For some store associates, the shift has proven lucrative. Ferdinand Reyes works in the Louis Vuitton store in San Francisco, where his commissions have been boosted by new digital clienteling tactics and online-savvy shoppers who know exactly what they want.

“I know one [associate] who was able to sell $30,000 in a virtual private appointment,” Reyes said. “We do have to develop and build these relationships, but then [my clients] would literally ask me to call them when something new comes in.”

Going Corporate

Miller, the Nordstrom employee, said he hopes to one day become a buyer in his division. So far, he said it’s been easy to track his next steps — something that Nordstrom makes transparent.

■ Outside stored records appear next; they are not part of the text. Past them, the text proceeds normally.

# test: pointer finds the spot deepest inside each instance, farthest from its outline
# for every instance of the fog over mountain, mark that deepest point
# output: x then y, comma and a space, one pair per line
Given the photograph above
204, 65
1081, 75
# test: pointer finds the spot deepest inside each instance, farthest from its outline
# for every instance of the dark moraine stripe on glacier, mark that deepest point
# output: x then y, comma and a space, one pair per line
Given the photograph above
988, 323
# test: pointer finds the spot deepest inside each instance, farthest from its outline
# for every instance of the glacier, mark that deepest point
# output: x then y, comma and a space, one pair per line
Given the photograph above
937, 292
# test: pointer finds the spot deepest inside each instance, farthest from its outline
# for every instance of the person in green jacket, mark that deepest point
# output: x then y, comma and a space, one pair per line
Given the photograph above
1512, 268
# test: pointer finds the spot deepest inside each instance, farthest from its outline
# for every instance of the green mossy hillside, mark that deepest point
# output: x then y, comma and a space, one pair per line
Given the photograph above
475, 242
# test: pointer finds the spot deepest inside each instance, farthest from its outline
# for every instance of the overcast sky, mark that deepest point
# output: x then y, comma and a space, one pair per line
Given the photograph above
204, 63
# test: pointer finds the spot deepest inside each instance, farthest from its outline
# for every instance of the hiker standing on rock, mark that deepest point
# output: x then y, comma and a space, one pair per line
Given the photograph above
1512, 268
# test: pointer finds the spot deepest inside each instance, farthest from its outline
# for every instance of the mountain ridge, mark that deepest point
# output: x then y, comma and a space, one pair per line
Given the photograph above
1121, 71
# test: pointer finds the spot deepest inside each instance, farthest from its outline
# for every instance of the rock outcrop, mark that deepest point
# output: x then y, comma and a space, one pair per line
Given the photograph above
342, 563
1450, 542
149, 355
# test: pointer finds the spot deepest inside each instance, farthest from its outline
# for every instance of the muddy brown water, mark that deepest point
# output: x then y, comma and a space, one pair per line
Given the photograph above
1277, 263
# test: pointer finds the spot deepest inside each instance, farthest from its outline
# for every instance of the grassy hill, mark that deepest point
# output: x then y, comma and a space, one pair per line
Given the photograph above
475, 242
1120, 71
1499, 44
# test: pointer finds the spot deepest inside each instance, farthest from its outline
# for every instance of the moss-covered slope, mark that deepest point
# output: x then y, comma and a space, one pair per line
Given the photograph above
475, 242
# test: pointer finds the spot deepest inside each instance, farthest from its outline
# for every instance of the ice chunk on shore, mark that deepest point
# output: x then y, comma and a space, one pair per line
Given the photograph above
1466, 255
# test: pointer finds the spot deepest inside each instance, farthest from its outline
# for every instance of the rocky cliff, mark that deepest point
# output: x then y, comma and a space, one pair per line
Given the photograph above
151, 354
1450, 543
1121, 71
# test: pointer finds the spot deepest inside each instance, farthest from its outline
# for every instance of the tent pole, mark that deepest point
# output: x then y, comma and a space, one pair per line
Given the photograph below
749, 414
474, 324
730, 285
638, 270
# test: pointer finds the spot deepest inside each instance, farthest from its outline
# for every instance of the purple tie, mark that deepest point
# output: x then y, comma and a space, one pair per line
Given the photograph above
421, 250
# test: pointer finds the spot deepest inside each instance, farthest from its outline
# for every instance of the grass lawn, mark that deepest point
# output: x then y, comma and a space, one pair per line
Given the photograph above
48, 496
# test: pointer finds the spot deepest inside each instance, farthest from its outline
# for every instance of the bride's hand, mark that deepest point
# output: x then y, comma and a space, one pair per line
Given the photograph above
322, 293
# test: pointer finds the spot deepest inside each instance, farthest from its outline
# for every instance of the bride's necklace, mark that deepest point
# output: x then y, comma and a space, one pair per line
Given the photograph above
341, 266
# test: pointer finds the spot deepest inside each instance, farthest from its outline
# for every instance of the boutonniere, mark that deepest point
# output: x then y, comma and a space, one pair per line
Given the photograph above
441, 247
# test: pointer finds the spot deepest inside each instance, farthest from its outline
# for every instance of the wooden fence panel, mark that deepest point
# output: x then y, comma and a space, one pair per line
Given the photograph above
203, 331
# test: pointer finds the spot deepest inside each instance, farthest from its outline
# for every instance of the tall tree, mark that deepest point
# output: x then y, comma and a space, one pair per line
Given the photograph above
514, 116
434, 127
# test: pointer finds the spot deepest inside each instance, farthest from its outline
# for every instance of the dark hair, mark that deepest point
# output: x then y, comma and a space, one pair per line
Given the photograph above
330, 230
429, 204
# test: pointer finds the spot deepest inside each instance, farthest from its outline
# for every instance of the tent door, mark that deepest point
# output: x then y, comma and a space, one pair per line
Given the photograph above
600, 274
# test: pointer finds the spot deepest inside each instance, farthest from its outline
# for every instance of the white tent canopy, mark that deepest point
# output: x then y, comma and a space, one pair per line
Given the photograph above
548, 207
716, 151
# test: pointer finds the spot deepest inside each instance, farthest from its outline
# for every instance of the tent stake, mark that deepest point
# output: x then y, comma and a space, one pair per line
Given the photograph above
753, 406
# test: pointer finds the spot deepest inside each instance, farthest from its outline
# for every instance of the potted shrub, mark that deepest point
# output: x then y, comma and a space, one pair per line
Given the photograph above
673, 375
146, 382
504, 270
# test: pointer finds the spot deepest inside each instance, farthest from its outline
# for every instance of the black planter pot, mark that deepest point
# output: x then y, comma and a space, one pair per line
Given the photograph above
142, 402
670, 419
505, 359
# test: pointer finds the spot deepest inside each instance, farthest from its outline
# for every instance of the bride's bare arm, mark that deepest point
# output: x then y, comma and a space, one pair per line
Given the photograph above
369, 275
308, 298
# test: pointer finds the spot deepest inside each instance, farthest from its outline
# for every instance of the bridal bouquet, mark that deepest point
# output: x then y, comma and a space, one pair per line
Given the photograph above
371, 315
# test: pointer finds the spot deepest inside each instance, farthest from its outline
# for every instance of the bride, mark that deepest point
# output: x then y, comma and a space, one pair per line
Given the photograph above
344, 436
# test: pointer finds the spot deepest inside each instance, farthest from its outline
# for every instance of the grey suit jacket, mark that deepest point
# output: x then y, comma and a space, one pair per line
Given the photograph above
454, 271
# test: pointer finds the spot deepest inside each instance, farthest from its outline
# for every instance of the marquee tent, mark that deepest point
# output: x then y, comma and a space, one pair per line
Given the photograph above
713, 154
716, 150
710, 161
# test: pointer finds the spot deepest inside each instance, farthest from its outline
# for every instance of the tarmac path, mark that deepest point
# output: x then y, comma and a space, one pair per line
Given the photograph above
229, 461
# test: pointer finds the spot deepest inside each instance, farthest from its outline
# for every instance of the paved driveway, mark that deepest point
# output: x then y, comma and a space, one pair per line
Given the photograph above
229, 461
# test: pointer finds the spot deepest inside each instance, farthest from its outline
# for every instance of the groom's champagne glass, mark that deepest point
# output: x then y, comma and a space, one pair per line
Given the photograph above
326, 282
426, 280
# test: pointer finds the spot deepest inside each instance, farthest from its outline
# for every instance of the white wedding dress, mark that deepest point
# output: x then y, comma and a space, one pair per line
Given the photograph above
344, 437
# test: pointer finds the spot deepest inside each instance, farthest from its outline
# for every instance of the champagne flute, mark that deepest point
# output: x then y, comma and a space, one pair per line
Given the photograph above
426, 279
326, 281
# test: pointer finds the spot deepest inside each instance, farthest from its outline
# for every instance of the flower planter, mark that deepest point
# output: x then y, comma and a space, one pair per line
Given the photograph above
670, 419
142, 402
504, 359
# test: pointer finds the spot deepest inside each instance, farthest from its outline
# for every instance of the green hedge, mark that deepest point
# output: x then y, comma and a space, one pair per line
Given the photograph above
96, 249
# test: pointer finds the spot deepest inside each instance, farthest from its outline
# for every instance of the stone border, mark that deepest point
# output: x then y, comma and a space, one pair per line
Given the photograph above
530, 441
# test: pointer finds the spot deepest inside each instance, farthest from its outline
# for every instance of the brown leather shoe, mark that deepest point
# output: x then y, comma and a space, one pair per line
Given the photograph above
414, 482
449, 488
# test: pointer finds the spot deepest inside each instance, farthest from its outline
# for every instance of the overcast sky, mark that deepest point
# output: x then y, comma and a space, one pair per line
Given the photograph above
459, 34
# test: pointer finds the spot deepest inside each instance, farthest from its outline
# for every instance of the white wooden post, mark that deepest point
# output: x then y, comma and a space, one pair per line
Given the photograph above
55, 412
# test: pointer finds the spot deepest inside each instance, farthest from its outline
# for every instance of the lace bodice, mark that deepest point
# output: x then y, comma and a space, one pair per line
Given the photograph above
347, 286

But few retailers offer such clear paths from the shop floor to the corporate ladder. Riley said less than 10 percent — if that — of his retail clients have a manager-in-training programme that allows associates to advance their careers.

“There will be limits in what a retailer [offers] in terms of wages and salary, but there shouldn’t be a limit to the quality of people that are being developed and trained,” Riley said.

Retailers could have infrastructure set in place to train and help employees apply for more senior-level or corporate-facing jobs, he added. This programme could include courses and regular one-on-one mentorship sessions with a senior store leader.

At Intermix, every employee sits down with a manager on a quarterly basis to discuss career goals, create individual development plans, and share any open headquarters roles that may be available, according to Thurston.

There shouldn’t be a limit to the quality of people that are being developed and trained.

Providing a clear path for young associates to attain corporate positions is an effective way to retain a talented and ambitious workforce.

“I know my next job would be merchandise analyst, which is the entry-level buying position,” said Miller. “With Nordstrom, most roads lead to Seattle corporate.”